HARTFORD, Conn. –
Inside a brightly lit classroom, keyboards go cyclic. The clicks of the mouse reverberate across the room like the distant echoes of artillery. These are the sounds of the digital battlefield. U.S. Army Staff Sgt. John Young, a soldier assigned to Joint Forces Headquarters, Connecticut Army National Guard, is just one of many men and women, all cyber warriors, in the trenches posed for the impending attack. Thankfully for him, this digital battlefield is an augmentation, one devised and created as part of Cyber Yankee, a cyber training exercise meant to simulate a real world environment to train mission essential tasks for Cyber professionals.
But Young wasn’t always a Cyber soldier. When he enlisted into the Army in 2009 after a short stint in college, he did so as a Motor Transport Operator.
“I actually tried to do the college thing right out of high school and was like, yeah, it doesn’t really feel like it’s for me at the time,” Young explained with a smile. “So I started going to school, decided to drop out and join the military.”
Young has deployed twice in his career. First, as a truck driver to Kandahar, Afghanistan in 2012, but he never got behind the wheel. Instead, he manned the turret of a tactical vehicle, known as a Mine-Resistant Ambush Protected, or MRAP, for short, as he traveled across the country. Young would do this for the first half of his deployment until being promoted to Sergeant.
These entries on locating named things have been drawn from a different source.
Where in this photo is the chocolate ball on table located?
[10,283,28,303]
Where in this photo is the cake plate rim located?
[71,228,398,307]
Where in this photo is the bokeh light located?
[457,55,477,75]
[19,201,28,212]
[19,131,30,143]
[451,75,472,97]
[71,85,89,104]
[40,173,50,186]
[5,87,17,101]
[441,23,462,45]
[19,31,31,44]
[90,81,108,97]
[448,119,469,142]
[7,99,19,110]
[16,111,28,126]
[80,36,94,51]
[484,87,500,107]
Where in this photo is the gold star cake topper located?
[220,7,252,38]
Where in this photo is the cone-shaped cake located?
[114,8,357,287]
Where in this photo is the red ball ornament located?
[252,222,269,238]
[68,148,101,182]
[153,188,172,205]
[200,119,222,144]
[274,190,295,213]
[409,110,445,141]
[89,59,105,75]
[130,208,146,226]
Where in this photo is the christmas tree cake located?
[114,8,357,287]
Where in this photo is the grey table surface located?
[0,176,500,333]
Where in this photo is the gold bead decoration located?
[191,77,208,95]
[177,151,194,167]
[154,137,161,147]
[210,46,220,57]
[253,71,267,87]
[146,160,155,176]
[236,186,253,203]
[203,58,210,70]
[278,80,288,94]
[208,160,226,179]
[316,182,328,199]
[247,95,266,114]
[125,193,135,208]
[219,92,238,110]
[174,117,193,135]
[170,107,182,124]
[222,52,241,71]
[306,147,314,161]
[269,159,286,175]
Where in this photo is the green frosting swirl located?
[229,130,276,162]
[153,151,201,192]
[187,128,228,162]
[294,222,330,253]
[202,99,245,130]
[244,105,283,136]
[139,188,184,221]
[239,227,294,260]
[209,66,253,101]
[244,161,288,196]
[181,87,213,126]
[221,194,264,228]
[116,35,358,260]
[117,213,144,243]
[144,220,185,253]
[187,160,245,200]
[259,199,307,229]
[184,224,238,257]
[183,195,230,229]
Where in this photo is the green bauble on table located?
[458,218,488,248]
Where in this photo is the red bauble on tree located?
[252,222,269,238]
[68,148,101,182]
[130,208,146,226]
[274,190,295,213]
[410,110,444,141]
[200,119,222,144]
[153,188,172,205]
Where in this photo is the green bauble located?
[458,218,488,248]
Following his promotion, Young served as the assistant convoy commander, or ACC.
“As an ACC I was responsible for prepping all the soldiers and vehicles going into the mission while the CC (Convoy Commander) dealt with the planning piece,” said Young. “Once we left on mission I was the CC’s backup for everything and was usually in charge of maintaining reporting and communication between the gun trucks and commodity trucks.”
For his second deployment, this time in 2017, Young would travel to Poland, where he worked as the operations non-commissioned officer in a tactical operations center, or TOC.
“I worked 10 to 15 hours almost every day keeping track of operations running across an AOR (Area of Responsibility) that extended from Estonia all the way down to Romania,” said Young. “I was very rarely ever not busy.”
Following his deployment to Poland, Young transitioned to working as a special security representative, for a sensitive compartmented information facility, or SCIF, in 2020. Here, within the walls of the windowless and soundproofed SCIF is where the foundation for his interest in Cyber was laid. Young started learning more about the Intelligence field, computer technology, and ended up doing a little soul searching on what path he wanted to take towards higher education.
“I have always been into computers and stuff like that, so I kind of wanted to find a way of taking that passion and applying it to something that I could do,” explained Young. “So I decided to go for a cybersecurity degree.”
Young would soon find out he had a lot ahead of him to become a cyber professional.
“I started diving into it on the education side, quickly realized that I also needed to include some certification and civilian training in there,” explained Young. “So I started working on some certifications, got my SEC+ (CompTIA Security+), Network+ (CompTIA Network+), CCNA (Cisco Certified Network Associate), GSEC (GIAC Security Essentials).”
While taking these courses and compiling these certifications Young fell into his groove.
“Through that learning I kind of scoped more into my passion,” explained Young. “I realized there was a bit of an opportunity for shaping threat intelligence geared towards cyber.”
Forward thinking like this is what inevitably landed him at Cyber Yankee, a two part joint Department of Defense and private sector cyber training exercise that simulates real world scenarios utilizing the Persistent Cyber Training Environment, or PCTE, platform. The PCTE replicates environments utilized by civilian and private sector partners, such as an electrical plant or water treatment facility, and trains cyber professionals to defend this infrastructure from a cyber attack.
In this scenario, the “Red Team” tried to attack facilities being protected by multiple “Blue Teams”, made up of cyber warriors from the U.S. Army, U.S. Air Force, U.S. Navy, U.S. Marines and U.S. Coast Guard. Each Blue Team also had an intelligence section feeding the cyber analysts information on their adversary, which is where Young came in.
“You need to understand the TTPs, the tactics, techniques and procedures of your enemies, look forward, where could they go, what might they do,” said Young. “That helps you.”
Young went from computer to computer helping the other cyber analysts identify threats and troubleshooting any problems they might have encountered.
“I would argue the most fun thing is the collaboration with your teams,” said Young. “Being able to see how we all work together to defend and protect what’s important, that, to me, is the fun part.”
Despite Cyber Yankee being an enjoyable experience for the analysts to train with other Department of Defense and partner agencies, the need to defend against emerging cyber threats is constant and very real. No one knows this more than Young.
“[Cyber] is one of the most dynamically evolving environments there is,” explained Young. “There is never a point in time where you stop defending, you always have the opportunity to go out and do something in the cyber realm to affect change and to better the organization as a whole, there is always something more you can learn, there’s always new tooling that you can learn to use, you’re never going to feel like you don’t have something to focus on to help make a difference.”